Hello everyone! For a project, I had to create an educational program for my local hospital. When patients present to the ER requesting detox for substance abuse, the RN is supposed to assess the patient and “score” their symptoms accordingly. Patients must be in active withdrawal to be admitted to the unit. They then notify the detox unit of their assessment, and request for admission. It was discovered that the RNs were not scoring the patients appropriately. When the patient would arrive to detox for admission, the RN would assess them and find that the patient is not eligible for admission, as they were not in withdrawal. This is a cause of concern as there are many patients who present requesting in-patient detox ( in active withdrawal) and are being denied due to a lack of beds. My program is going to institute proper training and educational information for the RN’s in the ER.
I have to identify a theory (nursing or non-nursing) that frames this project. I have a non-nursing theory that I could use; however, I can’t help but wonder if there is a nursing theory I am overlooking. I have spent the past 2 days researching a nursing theory, and I still come up short. Am I missing something? Would anyone be able to offer any suggestions in regards to a nursing theory that may be applicable?
The first one that comes to my mind is Watson's theory of caring. Of course, that is the one emphasized in my BSN program, so its pretty ingrained in my head.
And there is Peplau, which I believe is often used in the behavioral health setting.
I understand that you're doing a school project but, if you're actually going to present it to real ED nurses, do understand that of all nursing specialties, ED nurses are among the most disinterested and considerate of nursing theories.
The preceding is offered up for your consideration about the significance and emphasis to place on any nursing theory beyond the walls of the classroom, and especially for the ED.
I'm not sure if I'm understanding the problem. The ED nurse assesses and scores the patient for admission to the detox unit? And the detox nurses deem the patient ineligible? How big a factor is a need to move patients out of the ED and a lack of bed space on the detox unit? Are the nurses working against each other because they all face a lack of resources? Are patients trying to get into the detox unit because they have nowhere else to go?
Symptoms of withdrawal aren't that hard to assess. Is it really a training issue for the ED nurses? I think this is another situation where staffing and bed availability are the issues, but someone is trying to come up with a creative "theory" solution.
I realize you assignment is to come up with a theory for training; but if this is an actual scenario, my feeling is that it is probably not that the RN is not accurately assessing them, but that the patients know the symptoms of withdrawal and are not being candid.

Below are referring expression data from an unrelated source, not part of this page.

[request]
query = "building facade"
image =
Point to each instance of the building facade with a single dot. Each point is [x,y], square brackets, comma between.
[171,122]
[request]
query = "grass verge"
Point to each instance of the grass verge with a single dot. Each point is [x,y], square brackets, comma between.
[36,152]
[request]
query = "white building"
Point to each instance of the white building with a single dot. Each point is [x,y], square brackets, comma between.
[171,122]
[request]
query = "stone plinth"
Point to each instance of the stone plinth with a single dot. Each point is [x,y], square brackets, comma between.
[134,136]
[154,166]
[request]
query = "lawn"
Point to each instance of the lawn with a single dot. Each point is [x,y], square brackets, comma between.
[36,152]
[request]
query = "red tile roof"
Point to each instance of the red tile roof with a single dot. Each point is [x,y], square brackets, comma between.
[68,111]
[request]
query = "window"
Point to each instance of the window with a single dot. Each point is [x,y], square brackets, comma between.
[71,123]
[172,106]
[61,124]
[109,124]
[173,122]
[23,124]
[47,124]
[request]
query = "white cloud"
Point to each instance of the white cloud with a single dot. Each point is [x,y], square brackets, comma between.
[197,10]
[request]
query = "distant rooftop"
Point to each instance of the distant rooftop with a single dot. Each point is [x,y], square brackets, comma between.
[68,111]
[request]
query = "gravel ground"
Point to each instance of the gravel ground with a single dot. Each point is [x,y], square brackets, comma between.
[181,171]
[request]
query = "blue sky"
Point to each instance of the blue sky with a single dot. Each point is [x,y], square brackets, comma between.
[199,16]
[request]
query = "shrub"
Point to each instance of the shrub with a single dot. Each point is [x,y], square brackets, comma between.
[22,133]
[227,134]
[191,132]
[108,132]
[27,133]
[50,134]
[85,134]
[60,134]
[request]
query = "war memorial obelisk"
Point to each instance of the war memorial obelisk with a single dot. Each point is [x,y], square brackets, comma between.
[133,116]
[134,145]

They likely are trying to get admitted because they know withdrawal is coming and they are trying to get something to take the edge off of the symptoms. I would suggest maybe redoing the assessment to include more objective signs in the criteria, because using patients generally are not honest. That way withdrawal will be more obvious and patients will not come in jumping the gun (word will get around). You stated that you are going to be involved in training the ER nurses; and I think there needs to be a re-focus.
Last edit by PNCC2001 on Sep 19
: Reason: Re-wording
I'm very confused... wouldn't the physician have determined that the pt DOES need detox and ordered said admission? I have never heard of RNs having the decision making authority regarding ED pt disposition, or disposition based solely on the nursing assessment
How is it that students have aquired proper knowledge of the hospital's scoring tool, yet the professionals' knowledge is deficient?
Have you considered that the pt may have been given an anti-emetic and/or an anxiolytitic while in the ED, which could account for their lack of sx upon admission to detox?